Outbreaks of infectious disease affect host populations, ecological communities, the structure and function of natural and managed ecosystems, and global public health. Anticipating and controlling outbreaks requires a strong understanding of the individual-level traits of hosts and parasites. However, classic management strategies and models often assume that the traits of hosts and parasites are fixed, which implies that reductions in the densities of infected hosts or vectors should consistently reduce parasite transmission. Using a case study of human schistosomes and their intermediate host snails, I will illustrate how important individual-level traits are driven by underlying physiology (bioenergetics) and environmental conditions (resource availability, variability, and competition) by building bioenergetic models of infection and parameterizing them with a series of experiments that vary resource supply and competition at the individual and population levels.
Results/Conclusions
Resource supply rates, periodic starvation, and competition drive dynamic responses in individual-level infection dynamics. Specifically, low resource supply, long starvation periods, and intense competition all reduced the virulence and productivity of schistosome infections, consistent with predictions from the bioenergetics models.

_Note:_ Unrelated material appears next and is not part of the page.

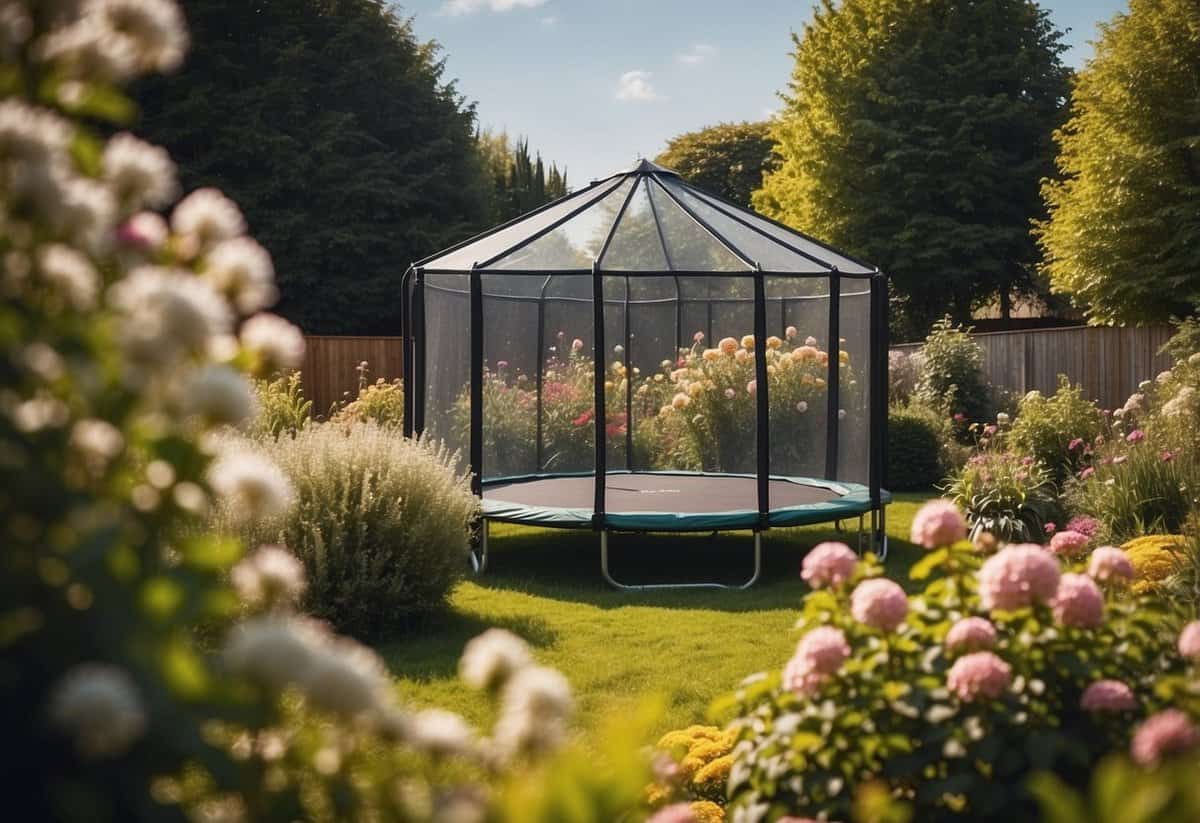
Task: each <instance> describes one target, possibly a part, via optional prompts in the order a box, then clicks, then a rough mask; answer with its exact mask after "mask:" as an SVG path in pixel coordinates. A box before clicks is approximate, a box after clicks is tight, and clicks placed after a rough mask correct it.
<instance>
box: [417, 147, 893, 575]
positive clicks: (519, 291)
mask: <svg viewBox="0 0 1200 823" xmlns="http://www.w3.org/2000/svg"><path fill="white" fill-rule="evenodd" d="M401 300H402V306H401V308H402V312H401V313H402V317H403V318H404V324H403V329H402V335H401V336H402V341H403V349H404V350H403V358H404V373H406V376H409V377H408V379H407V383H408V391H406V396H404V402H406V409H404V412H406V414H404V431H406V434H409V435H422V434H425V435H432V437H437V438H439V439H443V440H445V441H446V443H448V445H449V446H450V447H451V449H454V450H457V451H458V453H460V455H461V456H462V461H463V463H462V468H463V469H464V470H467V471H469V473H470V476H472V485H473V488H474V491H475V493H476V494H479V495H480V498H481V511H482V523H481V527H480V531H479V536H478V540H476V545H475V548H474V549H473V553H472V561H473V565H474V567H475V570H476V572H482V571H484V570H485V569H486V565H487V533H488V523H492V522H505V523H521V524H527V525H535V527H542V528H559V529H590V530H594V531H596V533H599V536H600V566H601V573H602V576H604V578H605V579H606V581H607V582H608V583H611V584H613V585H616V587H618V588H624V589H649V588H676V587H718V588H745V587H749V585H751V584H752V583H754V582H755V581H757V578H758V576H760V572H761V567H762V534H763V533H764V531H767V530H768V529H772V528H784V527H796V525H808V524H814V523H835V524H838V527H839V529H840V528H841V523H842V522H845V521H854V519H857V521H858V527H859V531H858V535H859V548H860V551H862V548H863V541H864V536H866V537H869V541H870V546H871V547H872V548H874V551H876V552H877V553H878V554H880V555H881V557H882V555H886V552H887V539H886V535H884V513H886V506H887V504H888V501H889V495H888V493H887V491H886V489H883V488H882V487H881V482H882V475H883V465H884V453H883V452H884V445H886V427H887V280H886V277H884V276H883V275H882V274H881V272H878V270H876V269H875V268H872V266H869V265H866V264H863V263H860V262H858V260H856V259H853V258H851V257H848V256H846V254H842V253H841V252H838V251H835V250H833V248H829V247H828V246H824V245H822V244H820V242H817V241H815V240H812V239H810V238H808V236H805V235H803V234H799V233H797V232H794V230H792V229H790V228H787V227H784V226H781V224H779V223H774V222H772V221H769V220H767V218H763V217H761V216H758V215H756V214H755V212H752V211H749V210H745V209H742V208H740V206H737V205H734V204H731V203H727V202H725V200H722V199H720V198H718V197H715V196H712V194H709V193H707V192H703V191H702V190H698V188H696V187H694V186H690V185H689V184H686V182H685V181H684V180H683V179H682V178H679V175H677V174H676V173H673V172H671V170H668V169H664V168H662V167H659V166H656V164H654V163H650V162H648V161H641V162H638V163H637V164H636V166H635V167H634V168H631V169H628V170H625V172H620V173H617V174H614V175H611V176H608V178H605V179H602V180H598V181H594V182H593V184H592V185H590V186H588V187H587V188H584V190H582V191H580V192H576V193H572V194H569V196H566V197H564V198H560V199H559V200H556V202H553V203H550V204H547V205H545V206H542V208H540V209H538V210H535V211H533V212H530V214H528V215H526V216H522V217H518V218H517V220H515V221H511V222H509V223H505V224H504V226H500V227H498V228H496V229H492V230H491V232H487V233H485V234H482V235H479V236H478V238H473V239H470V240H468V241H466V242H463V244H460V245H458V246H455V247H452V248H450V250H446V251H444V252H440V253H438V254H434V256H432V257H430V258H426V259H424V260H421V262H419V263H416V264H414V265H413V266H410V268H409V270H408V271H407V272H406V275H404V278H403V281H402V289H401ZM868 516H869V517H870V527H869V529H866V530H864V521H865V518H866V517H868ZM724 530H750V531H752V533H754V567H752V572H751V575H750V577H749V579H748V581H745V582H744V583H742V584H740V585H738V587H732V585H726V584H721V583H709V582H697V581H680V582H678V583H658V584H625V583H619V582H618V581H617V579H614V578H613V576H612V573H611V571H610V567H608V537H610V534H612V533H649V531H692V533H695V531H712V533H716V531H724Z"/></svg>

Once scaled up to the population level via individual-based modeling (IBM), these dynamic trait changes yield three important consequences: (1) they sever the relationship between infected host density and transmission potential, (2) they facilitate brief periods of extreme human exposure risk during phases of snail population growth, and (3) they highlight conditions under which snail reduction can backfire, elevating human risk of exposure to schistosomes. Experimental epidemics with snail populations yielded strong evidence for the first two IBM predictions. Field evaluations of these predictions could improve human schistosomiasis control strategies. Ultimately, an energetic perspective on host-parasite interactions could greatly improve prediction and control of infectious disease in a variety of systems.